Thesis DisciplineCivil Engineering
Degree GrantorUniversity of Canterbury
Degree NameDoctor of Philosophy
Because of the importance being placed by modern building codes of practice on the need for the deterministic analysis of ductile frames as a means of assessing their ability to withstand severe seismic ground motions, an investigation of the more important factors affecting such analyses has been made. The problems encountered in writing a comprehensive computer program, with which the sensitivity of a two-dimensional inelastic frame can be measured, are dealt with in depth. These extend from that arising from the obvious need to simplify the input data and printed results, to that of the selection of an economic (and sufficiently accurate) numerical integration technique which can be shown to remain stable over a realistic frequency range.

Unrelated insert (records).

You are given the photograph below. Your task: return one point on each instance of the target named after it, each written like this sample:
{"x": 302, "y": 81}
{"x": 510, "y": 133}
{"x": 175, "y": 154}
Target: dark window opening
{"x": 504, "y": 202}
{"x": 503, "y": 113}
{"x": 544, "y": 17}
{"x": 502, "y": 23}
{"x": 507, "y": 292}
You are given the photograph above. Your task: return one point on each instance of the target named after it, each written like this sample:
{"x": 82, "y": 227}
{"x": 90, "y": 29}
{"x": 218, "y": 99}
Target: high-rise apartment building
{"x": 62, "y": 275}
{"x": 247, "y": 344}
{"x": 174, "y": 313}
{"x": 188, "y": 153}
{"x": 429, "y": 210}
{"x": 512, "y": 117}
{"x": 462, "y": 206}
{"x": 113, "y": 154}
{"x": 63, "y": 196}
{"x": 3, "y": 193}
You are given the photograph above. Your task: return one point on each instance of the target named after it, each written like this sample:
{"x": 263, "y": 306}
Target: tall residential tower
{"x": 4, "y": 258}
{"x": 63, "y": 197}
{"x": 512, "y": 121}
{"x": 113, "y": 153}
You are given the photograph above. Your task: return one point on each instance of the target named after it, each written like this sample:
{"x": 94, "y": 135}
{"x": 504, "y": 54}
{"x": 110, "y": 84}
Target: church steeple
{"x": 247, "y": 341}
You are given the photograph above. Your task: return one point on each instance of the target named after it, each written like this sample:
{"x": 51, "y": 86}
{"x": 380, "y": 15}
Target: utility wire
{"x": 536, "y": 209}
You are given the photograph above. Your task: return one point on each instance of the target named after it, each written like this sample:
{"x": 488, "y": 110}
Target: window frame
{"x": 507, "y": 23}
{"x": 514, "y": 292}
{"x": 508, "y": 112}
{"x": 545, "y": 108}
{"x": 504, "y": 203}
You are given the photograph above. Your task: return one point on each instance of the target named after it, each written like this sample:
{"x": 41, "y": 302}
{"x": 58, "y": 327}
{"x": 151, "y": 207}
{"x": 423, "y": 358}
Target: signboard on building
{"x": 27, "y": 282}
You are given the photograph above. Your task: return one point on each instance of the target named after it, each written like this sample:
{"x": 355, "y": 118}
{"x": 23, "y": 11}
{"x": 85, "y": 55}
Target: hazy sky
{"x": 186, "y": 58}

The difficulties met in designing a beam-model which will exhibit a moment-curvature relationship that can be satisfactorily tracked, are described and a recommendation made as to which method should be used. The sensitivity of a selection of frames to different aspects of their modelling is investigated in order to provide guidance as to the complexity of modelling that is required for dynamic analyses. In an attempt to correlate the damaging potential of various earthquake accelerograms, so that they may be related to the requirements of modern building codes of practice, a variety of possible scaling criteria were tested. Although no firm conclusions are reached as to which criteria is to be preferred, a series of inelastic analyses are reported, in which the varying effect of different earthquakes can be seen. Finally, two examples of structures whose design benefited by their having deterministic dynamic inelastic analyses performed, are described, together with the computer program used.